Maybe they’re with the same publisher.
And then everyone claps and I go up to have my newly
purchased book signed. And I’m close to the front and I’m thinking about what
I’m going to say. Topics could include how I love his satirical style, which I
also write but oh, no no not like you do and in fact I’ve previously emailed your Mad As Hell
producer to ask if there’s any way I can observe the magic being made and do
middle age work experience or something and make you cups of tea because I know
you don’t drink coffee and in the same email, maybe to
buffer any sense of rejection about asking if I could you know, observe the
magic, I’d also asked him if my artist friend could paint the great man for the Archibald in 2013 and the producer said, Shaun’s done that a lot already and yeah, probably no, and with respect to the observing the magic thing, the season is almost over so yeah, no but he was very polite about it and I could recap
all that and maybe pitch directly to the man and ask if there’s ever a need for
a writer, I’m there, like totally there and I think there’s synergies to
leverage and all that.
But then I’m the next in line and his PR publisher rep woman
is standing beside me and I ask awkwardly if it’s ok to get a photo with the
great man. And she says, yes as long as it’s quick and it sort of takes the
magic out of it and I say, it’s kind of like waiting to visit Santa isn’t it
and she gives a sort of closed mouth snort that indicates she didn’t find that
analogy amusing or dignified and then it’s my turn and I approach and say that
was a great reading. I found the dog poem really sad. And he looks at me and
says, yes, it is sad.

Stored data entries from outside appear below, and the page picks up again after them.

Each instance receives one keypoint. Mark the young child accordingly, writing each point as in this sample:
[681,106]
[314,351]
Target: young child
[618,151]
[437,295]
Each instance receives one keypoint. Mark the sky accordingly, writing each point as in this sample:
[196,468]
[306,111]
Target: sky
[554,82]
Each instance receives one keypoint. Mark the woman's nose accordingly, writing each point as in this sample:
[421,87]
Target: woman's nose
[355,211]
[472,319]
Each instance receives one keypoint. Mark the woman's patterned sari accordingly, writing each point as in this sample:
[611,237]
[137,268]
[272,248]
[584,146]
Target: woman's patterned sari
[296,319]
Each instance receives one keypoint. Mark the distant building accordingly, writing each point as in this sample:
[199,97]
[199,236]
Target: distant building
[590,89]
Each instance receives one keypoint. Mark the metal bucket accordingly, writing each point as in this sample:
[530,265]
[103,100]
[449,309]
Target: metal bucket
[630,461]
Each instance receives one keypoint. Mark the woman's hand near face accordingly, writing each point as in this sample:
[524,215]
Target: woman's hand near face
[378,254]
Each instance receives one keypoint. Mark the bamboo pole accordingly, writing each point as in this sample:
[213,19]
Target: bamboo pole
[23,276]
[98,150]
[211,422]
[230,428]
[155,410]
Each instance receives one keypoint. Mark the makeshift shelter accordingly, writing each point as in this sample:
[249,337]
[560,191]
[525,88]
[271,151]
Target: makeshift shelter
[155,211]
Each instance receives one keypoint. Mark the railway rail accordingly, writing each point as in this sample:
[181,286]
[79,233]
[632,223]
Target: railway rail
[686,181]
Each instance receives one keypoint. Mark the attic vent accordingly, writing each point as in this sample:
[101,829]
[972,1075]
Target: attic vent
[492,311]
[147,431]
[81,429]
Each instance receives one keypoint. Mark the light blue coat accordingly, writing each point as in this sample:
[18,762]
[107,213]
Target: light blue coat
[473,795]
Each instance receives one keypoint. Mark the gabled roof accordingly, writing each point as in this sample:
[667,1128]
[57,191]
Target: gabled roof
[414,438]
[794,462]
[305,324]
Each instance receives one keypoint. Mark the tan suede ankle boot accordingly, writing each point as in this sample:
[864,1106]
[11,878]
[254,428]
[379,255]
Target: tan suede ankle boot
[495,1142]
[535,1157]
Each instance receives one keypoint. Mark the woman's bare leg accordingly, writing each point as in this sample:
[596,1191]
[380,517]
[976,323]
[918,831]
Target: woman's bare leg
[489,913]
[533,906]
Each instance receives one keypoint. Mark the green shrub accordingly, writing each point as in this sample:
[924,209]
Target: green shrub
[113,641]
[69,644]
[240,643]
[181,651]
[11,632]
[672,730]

It’s very simply written but it just is… and I say it
sort of made me want to cry and is it ok if I get a photo with you and he says
sure. But it’s a bit awkward because he stands up to match me [Shaun Micallef
is a gentleman] and I know I’m not supposed to Touch the Merchandise, as in him, so we
stand there awkwardly with his book not in frame, which was kinda of what I’d envisaged
for the shot but anyway this’ll do and I’m beaming in the picture and he looks
drawn and tired and his hair looks less coiffed and I think he needs to put on
a bit of weight and he asks if I want the book made out to me and I say yes,
it’s Diana – with one N and he says, the only way to spell it. Ha ha yes, and
I walk away clutching my book that says “Hi Diana” and is signed Shaun Micallef
and I catch Elliot Perlman’s eye and I transmit inaudibly to him, I think
you’re a bloody good writer and I loved Seven Types of
Ambiguity and I also sat three seats away from you at The National concert and is that pregnant
woman with you your partner and if so, is that the same woman you were with at
The National concert? His eyes transmit back to me no recognition of that
information and I think about Jimmy Stewart patting Beau’s head in the dark of
the night, a little tap communicating comfort and it’s gonna be ok and oh shit we’re all in this together there’s no way back except forward into the abyss
and I walk back to my car and head home and that’s pretty much it.
Diana Elliott
I enjoyed reading about your encounter. If only Shaun's novels would be released as audiobooks.
ReplyDeleteThanks Robert.Oh wow, yes! Love that idea. His voice really does add to the enjoyment of the writing.